As Mwaria pointed out a term such as death with dignity encompasses a hidden assumption: “that life with a profound disability is lacking dignity. There is a genuine and warranted fear on the part of many people with profound disabilities that their lives will devalued, considered not worth living”. This plays out in a myriad of ways throughout the life cycle but is most apparent at the start and end of life. Trisomy 13 &18 was until recently considered a condition incompatible with life.
Thanks to the work of Barb Farlow and others this belief is changing. Even staunch advocates of assisted suicide such as Battin concede what is known as the social burden argument is “problematic” with regard to physician assisted suicide.
Let me be more blunt: people with a disability have good reason to fearful because physicians who do not know anything about life with a disability are the experts and gate keepers when it comes to assisted suicide.

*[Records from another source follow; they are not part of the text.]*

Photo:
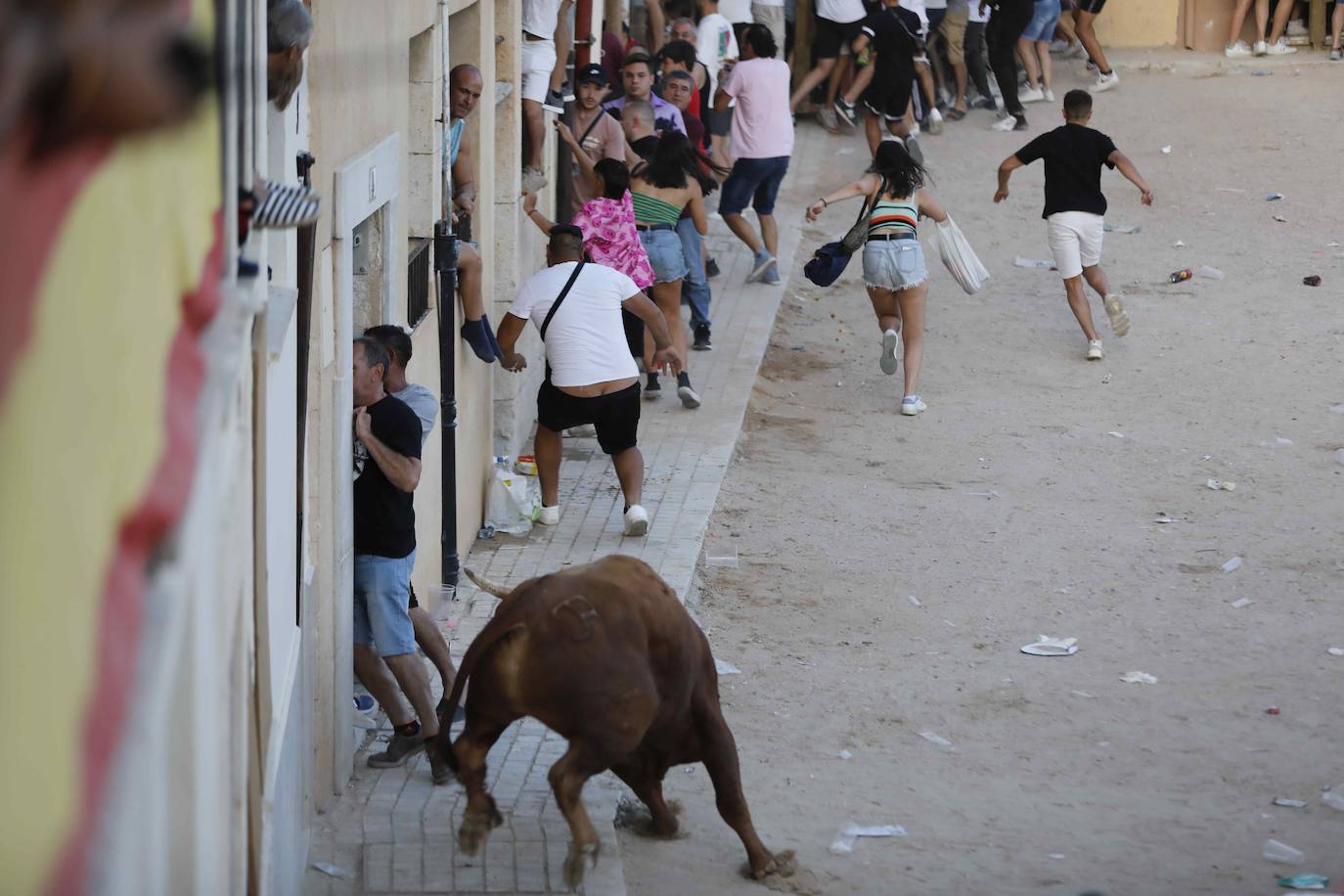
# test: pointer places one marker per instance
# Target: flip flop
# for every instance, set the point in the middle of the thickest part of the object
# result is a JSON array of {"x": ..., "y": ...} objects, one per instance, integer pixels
[{"x": 285, "y": 207}]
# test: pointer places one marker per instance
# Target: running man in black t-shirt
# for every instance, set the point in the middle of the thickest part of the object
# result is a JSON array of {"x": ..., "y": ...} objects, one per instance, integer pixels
[
  {"x": 1075, "y": 207},
  {"x": 387, "y": 468}
]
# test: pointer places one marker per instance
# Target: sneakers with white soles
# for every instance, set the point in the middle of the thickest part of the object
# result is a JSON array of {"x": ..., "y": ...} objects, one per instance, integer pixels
[
  {"x": 636, "y": 520},
  {"x": 888, "y": 351}
]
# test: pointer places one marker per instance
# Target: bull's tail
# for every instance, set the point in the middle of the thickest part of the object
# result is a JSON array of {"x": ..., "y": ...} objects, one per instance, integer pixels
[
  {"x": 485, "y": 585},
  {"x": 502, "y": 625}
]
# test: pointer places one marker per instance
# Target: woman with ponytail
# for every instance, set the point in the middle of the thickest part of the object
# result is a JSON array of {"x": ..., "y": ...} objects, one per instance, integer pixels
[{"x": 893, "y": 261}]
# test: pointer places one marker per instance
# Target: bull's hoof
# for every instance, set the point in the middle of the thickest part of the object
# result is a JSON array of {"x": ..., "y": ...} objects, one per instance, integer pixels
[
  {"x": 474, "y": 828},
  {"x": 574, "y": 863}
]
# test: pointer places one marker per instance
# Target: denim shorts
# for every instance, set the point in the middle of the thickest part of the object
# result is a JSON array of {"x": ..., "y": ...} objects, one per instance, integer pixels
[
  {"x": 753, "y": 180},
  {"x": 894, "y": 263},
  {"x": 381, "y": 601},
  {"x": 1043, "y": 19},
  {"x": 665, "y": 255}
]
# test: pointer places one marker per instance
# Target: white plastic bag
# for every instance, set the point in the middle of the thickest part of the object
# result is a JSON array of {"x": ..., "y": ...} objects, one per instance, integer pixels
[
  {"x": 510, "y": 507},
  {"x": 960, "y": 258}
]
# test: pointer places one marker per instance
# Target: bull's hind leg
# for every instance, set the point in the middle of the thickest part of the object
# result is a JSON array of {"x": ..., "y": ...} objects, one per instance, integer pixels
[
  {"x": 721, "y": 760},
  {"x": 567, "y": 778},
  {"x": 647, "y": 784},
  {"x": 470, "y": 748}
]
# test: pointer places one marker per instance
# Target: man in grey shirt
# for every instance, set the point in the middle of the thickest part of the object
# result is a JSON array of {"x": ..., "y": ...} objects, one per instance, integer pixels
[{"x": 425, "y": 405}]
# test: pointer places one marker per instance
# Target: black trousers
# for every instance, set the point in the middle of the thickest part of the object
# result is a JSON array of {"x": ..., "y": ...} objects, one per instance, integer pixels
[
  {"x": 974, "y": 49},
  {"x": 1006, "y": 24}
]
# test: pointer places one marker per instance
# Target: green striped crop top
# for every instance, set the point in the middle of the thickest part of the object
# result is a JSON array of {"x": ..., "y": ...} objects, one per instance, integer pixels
[
  {"x": 650, "y": 209},
  {"x": 891, "y": 216}
]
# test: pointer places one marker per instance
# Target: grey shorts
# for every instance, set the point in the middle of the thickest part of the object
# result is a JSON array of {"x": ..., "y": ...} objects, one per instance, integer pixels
[{"x": 897, "y": 263}]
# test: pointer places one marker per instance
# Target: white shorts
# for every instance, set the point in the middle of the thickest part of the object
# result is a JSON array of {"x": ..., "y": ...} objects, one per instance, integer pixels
[
  {"x": 538, "y": 58},
  {"x": 1074, "y": 241}
]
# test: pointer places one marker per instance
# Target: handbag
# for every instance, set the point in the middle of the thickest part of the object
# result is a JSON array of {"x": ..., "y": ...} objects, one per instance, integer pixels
[
  {"x": 960, "y": 258},
  {"x": 858, "y": 234}
]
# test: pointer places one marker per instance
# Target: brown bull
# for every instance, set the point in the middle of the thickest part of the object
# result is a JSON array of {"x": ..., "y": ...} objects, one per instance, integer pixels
[{"x": 607, "y": 657}]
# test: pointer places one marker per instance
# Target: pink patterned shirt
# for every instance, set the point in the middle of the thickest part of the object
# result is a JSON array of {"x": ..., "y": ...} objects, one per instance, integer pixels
[{"x": 610, "y": 238}]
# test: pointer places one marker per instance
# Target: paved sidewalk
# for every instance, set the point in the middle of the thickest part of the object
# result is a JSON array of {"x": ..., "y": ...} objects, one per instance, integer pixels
[{"x": 392, "y": 830}]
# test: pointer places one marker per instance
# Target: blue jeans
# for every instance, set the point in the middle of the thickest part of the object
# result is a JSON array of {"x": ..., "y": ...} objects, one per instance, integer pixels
[
  {"x": 695, "y": 288},
  {"x": 753, "y": 182},
  {"x": 381, "y": 604}
]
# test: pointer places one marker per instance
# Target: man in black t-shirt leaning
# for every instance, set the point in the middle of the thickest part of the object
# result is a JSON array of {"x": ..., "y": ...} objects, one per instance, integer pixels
[
  {"x": 387, "y": 468},
  {"x": 1075, "y": 205}
]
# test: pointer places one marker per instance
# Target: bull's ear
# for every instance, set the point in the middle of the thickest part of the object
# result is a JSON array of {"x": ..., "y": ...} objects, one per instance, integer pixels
[{"x": 485, "y": 585}]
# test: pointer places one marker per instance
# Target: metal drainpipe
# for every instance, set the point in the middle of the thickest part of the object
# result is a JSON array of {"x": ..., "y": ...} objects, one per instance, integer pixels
[{"x": 445, "y": 270}]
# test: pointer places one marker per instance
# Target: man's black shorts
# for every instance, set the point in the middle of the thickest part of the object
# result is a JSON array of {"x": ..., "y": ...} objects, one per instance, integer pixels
[
  {"x": 832, "y": 35},
  {"x": 888, "y": 96},
  {"x": 615, "y": 416}
]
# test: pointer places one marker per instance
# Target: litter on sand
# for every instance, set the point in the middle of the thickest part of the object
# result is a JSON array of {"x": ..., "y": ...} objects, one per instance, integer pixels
[
  {"x": 1278, "y": 852},
  {"x": 1048, "y": 647},
  {"x": 334, "y": 871},
  {"x": 847, "y": 835},
  {"x": 1139, "y": 679},
  {"x": 726, "y": 668}
]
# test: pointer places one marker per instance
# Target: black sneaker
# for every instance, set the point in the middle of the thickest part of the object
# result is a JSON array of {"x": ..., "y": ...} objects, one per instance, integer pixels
[
  {"x": 399, "y": 748},
  {"x": 847, "y": 112},
  {"x": 438, "y": 767}
]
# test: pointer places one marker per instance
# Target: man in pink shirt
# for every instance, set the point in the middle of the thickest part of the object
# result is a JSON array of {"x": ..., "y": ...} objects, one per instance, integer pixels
[{"x": 762, "y": 141}]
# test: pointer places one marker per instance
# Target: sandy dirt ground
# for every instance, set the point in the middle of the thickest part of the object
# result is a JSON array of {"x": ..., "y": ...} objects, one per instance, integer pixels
[{"x": 1059, "y": 778}]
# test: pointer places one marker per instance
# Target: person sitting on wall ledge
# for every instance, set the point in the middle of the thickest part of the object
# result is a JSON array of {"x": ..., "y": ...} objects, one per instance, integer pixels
[{"x": 466, "y": 85}]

What physicians know is the cost in terms of care and finance can be enormous. Here enters scholars such as Peter Singer and other utilitarian philosophers. They have changed the cultural perception of death in academic and popular culture. Rarely do I hear people discuss how we can compassionately care for the sick. Instead the phrase patient centered care is thrown about as the panacea that can correct all wrongs. In reality patient centered care means you are on your own. I never hear people discuss the need for social supports for people with a disability. What I hear and read about is the efficient expenditure of limited health care resources. For most this is an interesting topic of discussion. It is an abstract discussion seeking to help the greater good. For me the subtext is obvious: I am an expensive person. My existence and others like me is costly.